In the long evolution of diplomacy and technology, three technological turning points stand out: writing, electricity, and digitalisation.

Each transformed two essential pillars of diplomacy: communication and information.

Writing enabled the transmission and preservation of diplomatic messages with greater accuracy. Electricity, through the telegraph and later radio and telecommunications, compressed distance and accelerated diplomatic communication. Digitalisation has brought further transformation, reshaping not only the speed and reach of diplomacy but also the relationships among diplomats, political leaders, experts, the media, and the wider public. Digitalisation comes to us via two latest technologies: the internet and AI.

The image shows an infographic depicting the history of technology as a pyramid, from writing in the ancient era, through electric, digital, internat, to AI in the 2020s.

Three impact vectors 

Technology affects diplomacy through three main vectors: the geopolitical environment, diplomatic agenda topics, and diplomatic tools.

The first vector is the geopolitical environment. Technology shapes the distribution of power. Britain’s dominance over submarine telegraph cables gave it significant strategic influence in the nineteenth and early twentieth centuries. Today, geopolitical competition, especially between the United States and China, is increasingly a race for technological dominance across AI, 5G, semiconductors, and digital infrastructure.

The second vector concerns diplomatic topics. New technologies generate new issues for negotiation. The ITU itself was established to facilitate the cross-border transmission of telegraph messages. Since then, the diplomatic agenda has expanded to include questions of spectrum management, standardisation, cybersecurity, privacy, connectivity, digital inclusion, satellite communications, and now AI.

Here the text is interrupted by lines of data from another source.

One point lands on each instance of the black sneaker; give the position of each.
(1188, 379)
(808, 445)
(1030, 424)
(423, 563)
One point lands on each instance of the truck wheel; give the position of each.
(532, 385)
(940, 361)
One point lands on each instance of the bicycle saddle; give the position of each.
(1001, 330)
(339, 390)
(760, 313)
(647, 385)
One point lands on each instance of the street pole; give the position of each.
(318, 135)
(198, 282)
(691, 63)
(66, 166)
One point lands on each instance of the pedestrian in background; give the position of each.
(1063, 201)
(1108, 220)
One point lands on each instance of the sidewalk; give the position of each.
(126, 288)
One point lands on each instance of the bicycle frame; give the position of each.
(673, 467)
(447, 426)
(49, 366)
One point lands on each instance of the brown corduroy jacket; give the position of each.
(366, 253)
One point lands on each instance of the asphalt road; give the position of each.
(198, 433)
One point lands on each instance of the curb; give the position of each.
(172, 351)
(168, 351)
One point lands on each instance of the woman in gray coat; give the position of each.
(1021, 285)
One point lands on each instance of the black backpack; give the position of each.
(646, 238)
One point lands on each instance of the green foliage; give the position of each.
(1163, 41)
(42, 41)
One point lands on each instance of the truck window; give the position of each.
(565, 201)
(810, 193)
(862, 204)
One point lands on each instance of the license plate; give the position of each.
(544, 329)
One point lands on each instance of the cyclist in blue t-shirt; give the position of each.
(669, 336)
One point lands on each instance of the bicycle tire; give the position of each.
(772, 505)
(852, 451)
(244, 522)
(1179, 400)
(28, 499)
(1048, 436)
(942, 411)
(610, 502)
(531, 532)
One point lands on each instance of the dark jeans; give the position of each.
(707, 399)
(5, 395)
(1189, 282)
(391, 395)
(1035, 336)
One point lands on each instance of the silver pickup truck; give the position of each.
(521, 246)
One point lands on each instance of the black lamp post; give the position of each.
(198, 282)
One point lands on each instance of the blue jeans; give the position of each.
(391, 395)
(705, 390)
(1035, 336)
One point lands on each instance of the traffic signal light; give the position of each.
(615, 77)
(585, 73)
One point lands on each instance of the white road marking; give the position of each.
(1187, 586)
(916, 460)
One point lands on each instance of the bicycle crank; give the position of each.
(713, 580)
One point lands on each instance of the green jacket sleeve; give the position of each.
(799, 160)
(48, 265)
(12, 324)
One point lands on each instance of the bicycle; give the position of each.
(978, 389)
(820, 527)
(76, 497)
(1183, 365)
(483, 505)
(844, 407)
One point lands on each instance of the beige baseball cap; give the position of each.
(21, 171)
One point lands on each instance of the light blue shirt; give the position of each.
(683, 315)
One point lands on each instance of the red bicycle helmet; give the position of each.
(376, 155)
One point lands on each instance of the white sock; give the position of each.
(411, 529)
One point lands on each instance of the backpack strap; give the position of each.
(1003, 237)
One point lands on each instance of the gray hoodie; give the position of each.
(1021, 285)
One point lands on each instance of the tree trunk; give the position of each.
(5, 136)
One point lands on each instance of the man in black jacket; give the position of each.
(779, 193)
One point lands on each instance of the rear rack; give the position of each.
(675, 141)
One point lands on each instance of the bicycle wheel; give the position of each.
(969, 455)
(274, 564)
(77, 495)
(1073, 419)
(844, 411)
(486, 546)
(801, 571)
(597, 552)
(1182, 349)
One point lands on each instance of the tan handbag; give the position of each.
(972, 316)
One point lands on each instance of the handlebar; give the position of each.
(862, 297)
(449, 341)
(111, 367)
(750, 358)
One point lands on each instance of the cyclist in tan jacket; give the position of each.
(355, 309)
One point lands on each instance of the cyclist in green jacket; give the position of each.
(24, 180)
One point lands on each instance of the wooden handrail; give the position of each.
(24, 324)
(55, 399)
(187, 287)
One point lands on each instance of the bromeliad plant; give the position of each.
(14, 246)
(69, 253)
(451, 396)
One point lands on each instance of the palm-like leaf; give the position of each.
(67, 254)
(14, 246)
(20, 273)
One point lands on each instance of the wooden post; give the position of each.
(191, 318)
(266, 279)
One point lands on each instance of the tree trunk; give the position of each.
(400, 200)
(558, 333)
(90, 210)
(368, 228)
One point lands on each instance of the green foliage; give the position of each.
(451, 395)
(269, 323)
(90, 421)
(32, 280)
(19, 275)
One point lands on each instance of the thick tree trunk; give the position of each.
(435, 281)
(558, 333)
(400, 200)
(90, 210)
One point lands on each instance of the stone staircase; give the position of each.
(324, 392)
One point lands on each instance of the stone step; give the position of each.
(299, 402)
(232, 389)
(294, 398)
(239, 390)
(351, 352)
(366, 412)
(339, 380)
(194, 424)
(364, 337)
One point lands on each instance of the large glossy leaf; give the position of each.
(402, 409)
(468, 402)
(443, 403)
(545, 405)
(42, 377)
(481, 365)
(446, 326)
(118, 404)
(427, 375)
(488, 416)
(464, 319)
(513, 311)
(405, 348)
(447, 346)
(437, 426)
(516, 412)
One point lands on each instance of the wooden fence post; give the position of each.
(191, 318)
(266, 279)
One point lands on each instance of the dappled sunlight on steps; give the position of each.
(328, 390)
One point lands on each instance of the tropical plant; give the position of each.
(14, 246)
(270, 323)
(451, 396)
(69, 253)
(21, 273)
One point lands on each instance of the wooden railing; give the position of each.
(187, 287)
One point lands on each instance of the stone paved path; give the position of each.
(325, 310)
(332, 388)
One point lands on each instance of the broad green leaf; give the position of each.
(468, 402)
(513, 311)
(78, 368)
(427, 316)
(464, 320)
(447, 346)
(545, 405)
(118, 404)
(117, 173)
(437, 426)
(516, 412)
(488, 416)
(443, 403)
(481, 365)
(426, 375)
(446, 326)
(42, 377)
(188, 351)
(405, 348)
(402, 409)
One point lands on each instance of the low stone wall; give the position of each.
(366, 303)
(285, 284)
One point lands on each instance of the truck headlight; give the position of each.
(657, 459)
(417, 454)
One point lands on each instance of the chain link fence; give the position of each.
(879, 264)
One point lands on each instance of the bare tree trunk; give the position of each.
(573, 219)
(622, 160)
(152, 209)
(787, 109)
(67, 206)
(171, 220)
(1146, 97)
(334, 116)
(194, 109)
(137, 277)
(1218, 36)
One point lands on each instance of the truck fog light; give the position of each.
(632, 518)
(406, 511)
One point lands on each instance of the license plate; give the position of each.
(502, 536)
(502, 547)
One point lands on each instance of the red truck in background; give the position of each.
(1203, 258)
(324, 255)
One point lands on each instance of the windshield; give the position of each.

The third vector is diplomatic tools. Technologies also change how diplomacy is practised. The invention of writing is closely linked to diplomacy. In the Sumerian epic Enmerkar and the Lord of Aratta, writing emerges because envoys needed to transmit messages accurately, beyond the limits of human memory. Centuries later, the printing press helped Cardinal Richelieu establish France’s first ministry of foreign affairs, centred on archives and systematic information management. During the Cold War, radio became a powerful instrument of public diplomacy. Today, the diplomatic toolkit includes social media, video conferencing, data analytics, and increasingly AI.

AI will not replace diplomacy. But it will augment diplomatic work by supporting research, analysis, drafting, translation, scenario-building, and institutional memory. As always, the key question is not only what technology can do, but how wisely diplomats use it.

Semper idem

Semper idem, a Latin saying which means ‘always the same’, echoes across the history of diplomacy and technology. The technologies change, but many policy dilemmas remain familiar. The tension between freedom of communication and national security has been present on the ITU agenda since the 1875 St Petersburg Conference and continues to resonate today. Standardisation, interoperability, sovereignty, access, control, and trust have also run through ITU’s history in different technological forms.

This continuity should not make us pessimistic. On the contrary, it should give us confidence. Diplomats have dealt with technological disruption before. They have negotiated uncertainty, managed competing interests, and built institutions to govern new forms of connectivity.

History and the ITU

ITU’s spiritus loci—built over 161 years of technological and diplomatic history—is a valuable resource for future tech negotiations.

This history should shift from archives and anniversaries to practice as inspiration for negotiators and policy-making as a reminder that today’s digital and AI debates are part of a much longer human story.

Technologies will continue to change. Diplomacy will continue to adapt. But many policy issues, approaches and rules remain – semper idem.